Theoretical analysis and numerical approximation for the stochastic thermal quasi-geostrophic model

TL;DR

This paper provides a rigorous mathematical analysis of a stochastic thermal quasigeostrophic model using the SALT approach, aimed at improving the parametrisation of unresolved ocean dynamics in simulations.

Contribution

It introduces a stochastic TQG model with SALT that preserves key physical laws and offers a mathematical foundation for uncertainty quantification in ocean modeling.

Findings

Preserves Kelvin circulation theorem under stochastic dynamics

Establishes solution properties for the stochastic TQG equations

Provides a framework for uncertainty quantification in ocean simulations

Abstract

This paper investigates the mathematical properties of a stochastic version of the balanced 2D thermal quasigeostrophic (TQG) model of potential vorticity dynamics. This stochastic TQG model is intended as a basis for parametrisation of the dynamical creation of unresolved degrees of freedom in computational simulations of upper ocean dynamics when horizontal buoyancy gradients and bathymetry affect the dynamics, particularly at the submesoscale (250m--10km).
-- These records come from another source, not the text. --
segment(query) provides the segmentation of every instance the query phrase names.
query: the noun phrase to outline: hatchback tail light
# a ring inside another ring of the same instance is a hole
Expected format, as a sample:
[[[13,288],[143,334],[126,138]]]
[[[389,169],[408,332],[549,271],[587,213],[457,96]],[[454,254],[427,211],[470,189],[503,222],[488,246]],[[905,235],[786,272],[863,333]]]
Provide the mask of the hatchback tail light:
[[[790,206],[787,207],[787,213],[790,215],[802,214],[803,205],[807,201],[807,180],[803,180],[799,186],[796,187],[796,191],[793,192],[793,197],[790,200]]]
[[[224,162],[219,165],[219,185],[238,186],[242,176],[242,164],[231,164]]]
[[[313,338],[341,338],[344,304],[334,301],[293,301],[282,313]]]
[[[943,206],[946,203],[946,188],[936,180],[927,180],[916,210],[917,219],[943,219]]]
Specifically, we have chosen the SALT (Stochastic Advection by Lie Transport) algorithm introduced in [1] and applied in [2,3] as our modelling approach. The SALT approach preserves the Kelvin circulation theorem and an infinite family of integral conservation laws for TQG. The goal of the SALT algorithm is to quantify the uncertainty in the process of up-scaling, or coarse-graining of either observed or synthetic data at fine scales, for use in computational simulations at coarser scales. The present work provides a rigorous mathematical analysis of the solution properties of the thermal quasigeostrophic (TQG) equations with stochastic advection by Lie transport (SALT) [4,5].